Il faut dire que Gaid Salah n’est pas le seul à mettre au banc des accusés l’ancien patron des services de renseignements, soupçonné d’avoir réactivé ses réseaux dans l’optique de peser sur la succession à Bouteflika et de parasiter la dynamique populaire.

Saadani, Sadi, Zeroual…

« Je n’ai pas vu des revendications dans la rue appelant au départ de l’État profond. Ils veulent le départ de Bouteflika… Le président partira. Il faut demander la disparition de l’État profond qui agite les ficelles dans le noir, qui a des relations avec l’étranger, qui a fait mal au peuple algérien, qui a enterré des gens vivants et qui a évincé des présidents. L’ex-DRS doit disparaître et laisser les citoyens tranquilles. Qu’il cesse de faire mal aux Algériens », avait accusé le 24 mars dernier, Amar Saadani, dans un entretien exclusif à TSA.

Deux jours plus tard, c’est au tour de Said Sadi de l’épingler. «L a principale force extraconstitutionnelle est la police politique. Aucun oligarque, aucun apparatchik ne peut violer durablement la loi s’il n’est pas couvert ou encouragé par les services parallèles, bras politique séculier de l’armée. On assiste à plusieurs manœuvres où les anciens réseaux du DRS, fidèles au général Mediene, se reconnectent aux structures actives du renseignement pour préparer une OPA sur le mouvement à travers le parachutage de Liamine Zeroual dont un poster géant a été accroché ce vendredi (22 mars) sur un bâtiment de la Place Audin (Alger). Fausse piste ou ballon d’essai, il est trop tôt pour dire si l’ancien chef d’État se laissera reprendre au jeu des appels obliques des services », a écrit le fondateur du RCD sur son compte Facebook.

Début avril, c’est l’ancien président, Liamine Zeroual de dévoiler la tenue d’une réunion avec l’ancien patron du DRS que celui-ci avait pourtant démentie après l’annonce de Gaid Salah le 30 mars. L’ancien président avait révélé qu’une proposition, inspirée par Said Bouteflika, lui a été faite par Mohamed Mediene pour conduire une transition.
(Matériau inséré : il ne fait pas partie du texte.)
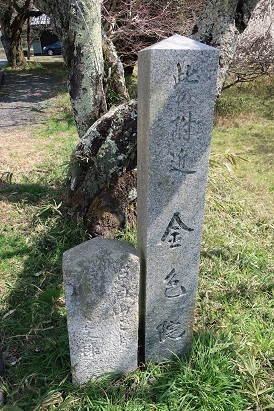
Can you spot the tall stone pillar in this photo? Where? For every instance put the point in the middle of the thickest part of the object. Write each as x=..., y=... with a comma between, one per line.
x=176, y=96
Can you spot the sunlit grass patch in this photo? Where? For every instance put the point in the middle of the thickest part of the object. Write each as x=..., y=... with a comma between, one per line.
x=230, y=366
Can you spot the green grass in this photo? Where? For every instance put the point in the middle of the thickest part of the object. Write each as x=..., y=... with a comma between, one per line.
x=231, y=363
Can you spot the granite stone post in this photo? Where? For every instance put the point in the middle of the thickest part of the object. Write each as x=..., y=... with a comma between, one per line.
x=101, y=279
x=176, y=96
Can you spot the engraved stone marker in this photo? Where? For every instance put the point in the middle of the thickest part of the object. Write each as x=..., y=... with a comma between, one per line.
x=176, y=95
x=101, y=278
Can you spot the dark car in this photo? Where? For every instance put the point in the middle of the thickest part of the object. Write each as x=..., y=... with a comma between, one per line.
x=52, y=49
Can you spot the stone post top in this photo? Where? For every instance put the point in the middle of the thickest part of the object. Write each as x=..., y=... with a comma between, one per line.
x=178, y=42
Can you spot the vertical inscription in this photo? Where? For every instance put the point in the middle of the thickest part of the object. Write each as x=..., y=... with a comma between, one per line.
x=173, y=231
x=174, y=288
x=180, y=134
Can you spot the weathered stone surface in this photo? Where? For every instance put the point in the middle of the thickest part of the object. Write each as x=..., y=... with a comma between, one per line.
x=106, y=153
x=176, y=95
x=101, y=279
« J’ai fait part à mon interlocuteur de toute ma confiance dans la maturité des millions de manifestants et de la nécessité de ne pas entraver la marche du peuple, redevenu maître de son destin », a écrit Zeroual dans une déclaration à la presse. « Aujourd’hui, et devant la gravité de la situation, les tenants du pouvoir doivent faire preuve de raison et de discernement et s’élever à la hauteur de notre peuple pour éviter tout dérapage aux conséquences incalculables pour le pays et laisser les Algériens s’exprimer librement et imposer la volonté de notre grand peuple », a préconisé Zeroual.
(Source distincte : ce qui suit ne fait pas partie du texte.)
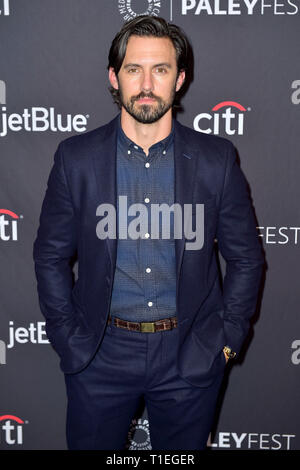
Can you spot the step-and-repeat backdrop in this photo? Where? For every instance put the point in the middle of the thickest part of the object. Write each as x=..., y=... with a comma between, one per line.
x=246, y=87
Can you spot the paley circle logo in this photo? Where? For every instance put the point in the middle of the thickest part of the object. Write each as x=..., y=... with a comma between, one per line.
x=38, y=119
x=146, y=7
x=227, y=116
x=11, y=429
x=4, y=8
x=9, y=225
x=239, y=7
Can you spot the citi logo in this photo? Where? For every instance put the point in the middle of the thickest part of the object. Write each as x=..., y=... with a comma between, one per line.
x=11, y=429
x=38, y=119
x=227, y=116
x=4, y=7
x=9, y=225
x=2, y=352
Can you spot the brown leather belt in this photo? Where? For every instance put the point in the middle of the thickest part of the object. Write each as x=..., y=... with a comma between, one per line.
x=145, y=327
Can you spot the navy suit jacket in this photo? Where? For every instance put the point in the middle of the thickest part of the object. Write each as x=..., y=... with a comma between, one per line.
x=206, y=171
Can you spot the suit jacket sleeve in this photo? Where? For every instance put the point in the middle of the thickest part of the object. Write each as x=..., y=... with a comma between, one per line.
x=53, y=248
x=240, y=247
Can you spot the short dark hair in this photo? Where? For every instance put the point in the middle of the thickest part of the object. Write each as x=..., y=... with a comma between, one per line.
x=146, y=25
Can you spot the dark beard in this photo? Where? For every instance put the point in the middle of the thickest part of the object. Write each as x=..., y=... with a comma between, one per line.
x=147, y=114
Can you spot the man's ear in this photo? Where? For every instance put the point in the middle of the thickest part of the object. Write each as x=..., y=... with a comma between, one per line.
x=113, y=78
x=180, y=80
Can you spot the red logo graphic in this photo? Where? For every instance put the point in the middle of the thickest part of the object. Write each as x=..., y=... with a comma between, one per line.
x=8, y=228
x=11, y=431
x=229, y=113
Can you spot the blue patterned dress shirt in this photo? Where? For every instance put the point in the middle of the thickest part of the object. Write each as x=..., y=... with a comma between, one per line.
x=144, y=287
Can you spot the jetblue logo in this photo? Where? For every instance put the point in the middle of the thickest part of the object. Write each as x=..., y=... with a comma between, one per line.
x=4, y=7
x=2, y=92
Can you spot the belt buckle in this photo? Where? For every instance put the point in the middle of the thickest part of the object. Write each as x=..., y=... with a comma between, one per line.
x=148, y=327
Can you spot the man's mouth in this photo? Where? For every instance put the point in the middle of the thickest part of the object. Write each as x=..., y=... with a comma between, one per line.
x=146, y=100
En le chargeant ce mardi, Ahmed Gaid Salah détient-il de nouveaux éléments qui confondent celui que tout le monde accuse, à tort ou à raison, d’avoir contribué à conduire le pays dans la situation dans laquelle il se trouve aujourd’hui ? Si tel est le cas, pourquoi ne procède-t-il pas à son arrestation puisqu’il est accusé d’agissements « suspects » et de comploter contre l’armée et l’État ? Faute de transparence et en attendant une hypothétique réaction de l’ex-général-major, les Algériens sont conviés à l’étalage de la guerre clanique au moment où le pays est en quête de perspectives démocratiques.